Each chapter reads from and writes to these subfolders using paths defined in settings.

Cache management tips:

  • To rerun one stage cleanly: delete that stage’s files in working/ and report/, then re-render its .qmd.
  • To reset the entire project: delete all subfolders inside test_cache/. (Sometimes: delete all except input/ to keep raw data.)
  • To test edits without overwriting production outputs: point to a different cache root in your YAML (e.g., test_cache_dev/).
  • To inspect results: you can open any intermediate RDS or CSV file in working/ or report/.

Because the Quarto book uses the same cache directories across chapters, outputs cascade automatically: one chapter’s outputs become the next chapter’s inputs.

Debugging

To step through a function while running a chapter or in the console:

debug(calc_initial_weights)

In Positron and VSCode, execution will pause inside the function, letting you inspect variables with n, c, and Q.

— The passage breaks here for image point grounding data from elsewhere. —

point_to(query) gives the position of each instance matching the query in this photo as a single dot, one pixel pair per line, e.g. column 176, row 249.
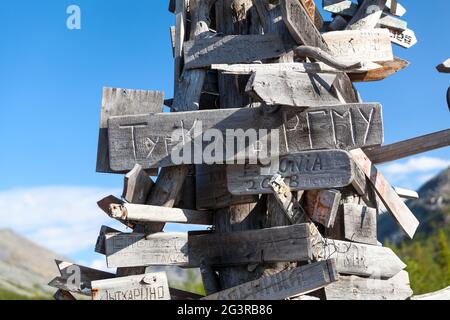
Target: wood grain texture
column 367, row 15
column 363, row 260
column 392, row 22
column 322, row 206
column 280, row 244
column 294, row 89
column 135, row 139
column 357, row 288
column 77, row 279
column 283, row 285
column 188, row 89
column 360, row 223
column 300, row 24
column 136, row 250
column 340, row 7
column 405, row 39
column 212, row 189
column 137, row 186
column 311, row 67
column 120, row 102
column 398, row 209
column 387, row 69
column 231, row 49
column 410, row 147
column 150, row 286
column 360, row 45
column 301, row 171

To turn debugging off afterward:

undebug(calc_initial_weights)

7) Switching Configurations

To switch to another project or scenario, edit your .Renviron so that it points to the correct YAML configuration file. For example, to switch to the psrc_2025.yaml configuration, set:

WEIGHTING_SETTINGS_PATH=new_config.yaml
WEIGHTING_DATA_PATH=new_cache_directory

Then restart your R session to pick up the new settings.